Kaelen ignored her, his eyes locked on the internal pressure gauge. The needle was vibrating against the red zone, trembling with a hunger that felt almost sentient. He reached into the command console, bypassing the secondary limiters with a jagged metal shunt. The frame groaned, the sound of metal screaming under impossible torque.
“If I don't give it the power, the Executioner’s drones will tear me apart,” Kaelen muttered, sweat stinging his eyes. He felt the prototype pulse, a rhythmic, hungry thrum vibrating through the pilot’s seat. It wasn't just drawing power; it was pulling from his own stamina, a parasitic feedback loop that made his vision swim.
They locked the core, but the frame was now visually scarred, smoking with the heat of the integration. There was no time to celebrate. The training bay of the Iron Spire was waiting.
Kaelen gripped the control levers. Above, the monolithic observation deck remained dark, but he could feel Director Vane’s presence in the cold, unblinking glare of the overhead sensor arrays.
“Diagnostic cycle initiated,” a sterile voice echoed. “Pilot Vance, complete the turret gauntlet. Maintain output within Class-D parameters.”

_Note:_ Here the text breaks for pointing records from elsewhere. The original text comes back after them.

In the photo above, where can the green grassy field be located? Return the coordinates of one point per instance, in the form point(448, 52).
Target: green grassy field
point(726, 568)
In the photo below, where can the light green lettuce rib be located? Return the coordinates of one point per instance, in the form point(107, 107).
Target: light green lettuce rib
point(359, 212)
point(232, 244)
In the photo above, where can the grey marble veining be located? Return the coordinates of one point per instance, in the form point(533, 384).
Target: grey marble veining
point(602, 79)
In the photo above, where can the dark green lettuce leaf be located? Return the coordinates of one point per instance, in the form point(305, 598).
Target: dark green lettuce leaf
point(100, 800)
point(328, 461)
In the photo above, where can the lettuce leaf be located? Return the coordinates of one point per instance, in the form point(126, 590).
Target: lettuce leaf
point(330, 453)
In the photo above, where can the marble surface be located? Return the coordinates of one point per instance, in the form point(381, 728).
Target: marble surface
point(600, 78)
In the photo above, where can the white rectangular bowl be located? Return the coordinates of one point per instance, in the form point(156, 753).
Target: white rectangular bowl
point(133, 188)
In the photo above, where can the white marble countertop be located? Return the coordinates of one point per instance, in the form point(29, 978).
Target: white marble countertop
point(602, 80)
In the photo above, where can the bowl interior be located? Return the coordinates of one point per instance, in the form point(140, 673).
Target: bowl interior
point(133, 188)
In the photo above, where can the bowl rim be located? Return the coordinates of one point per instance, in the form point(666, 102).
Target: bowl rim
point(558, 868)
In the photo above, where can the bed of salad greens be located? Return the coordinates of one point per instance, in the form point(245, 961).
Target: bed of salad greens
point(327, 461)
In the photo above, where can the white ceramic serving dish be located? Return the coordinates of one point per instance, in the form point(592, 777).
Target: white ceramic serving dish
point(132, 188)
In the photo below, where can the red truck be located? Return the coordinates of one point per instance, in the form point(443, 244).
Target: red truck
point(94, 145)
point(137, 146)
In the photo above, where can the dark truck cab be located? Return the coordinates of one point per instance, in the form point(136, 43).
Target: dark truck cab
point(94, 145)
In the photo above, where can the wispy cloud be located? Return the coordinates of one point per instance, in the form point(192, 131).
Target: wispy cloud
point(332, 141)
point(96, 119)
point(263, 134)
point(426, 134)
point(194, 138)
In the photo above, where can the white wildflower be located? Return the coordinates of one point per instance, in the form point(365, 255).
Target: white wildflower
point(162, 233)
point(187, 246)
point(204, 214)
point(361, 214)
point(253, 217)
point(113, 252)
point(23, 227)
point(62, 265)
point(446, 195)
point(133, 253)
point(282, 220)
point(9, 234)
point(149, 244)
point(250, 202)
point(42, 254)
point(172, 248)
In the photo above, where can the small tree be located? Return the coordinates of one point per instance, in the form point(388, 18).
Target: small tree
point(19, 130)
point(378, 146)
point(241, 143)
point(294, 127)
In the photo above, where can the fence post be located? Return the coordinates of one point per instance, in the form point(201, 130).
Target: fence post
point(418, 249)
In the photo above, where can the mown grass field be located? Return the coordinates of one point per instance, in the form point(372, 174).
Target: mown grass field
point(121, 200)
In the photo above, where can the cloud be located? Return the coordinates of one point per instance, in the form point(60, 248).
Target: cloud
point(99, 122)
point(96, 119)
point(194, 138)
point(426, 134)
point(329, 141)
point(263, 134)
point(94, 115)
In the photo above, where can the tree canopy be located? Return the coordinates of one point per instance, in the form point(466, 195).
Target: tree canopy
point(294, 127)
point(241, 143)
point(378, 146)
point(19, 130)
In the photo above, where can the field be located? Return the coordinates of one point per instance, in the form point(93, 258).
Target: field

Kaelen pushed the throttle. The frame lurched, its joints protesting. Ahead, the first bank of automated turrets swiveled, their targeting lasers locking onto his center mass. A hail of kinetic rounds hammered against his plating. The force of the impact rattled his teeth, the HUD flashing red as the frame’s aging integrity subroutines buckled.
Too slow.
He pushed the prototype to a micro-burst of speed, a desperate, forbidden surge of kinetic energy. The frame blurred, dodging the next volley, but the effort was catastrophic. The surge was so intense it nearly incinerated the hangar floor, leaving a glowing, molten footprint where the frame had stood a second before.
The sensor grid logged the anomaly. Kaelen pulled his hands back, his fingers trembling as the terminal scrolled through a cascade of performance metrics.
“System flag,” Kaelen muttered.
Above them, the hangar’s overhead array swiveled, the harsh LED beams locking onto his frame with clinical precision. “They’re tracking the power draw,” Ryla whispered, her face pale.
Kaelen stared at the screen. The numbers weren't just red; they were climbing into ranges usually reserved for Tier-1 academy machines. A notification blinked, cold and inevitable: Elite Review Initiated. He was no longer just a scrap-pilot; he was a target, and the ladder had just become a vertical climb into the mouth of the enemy.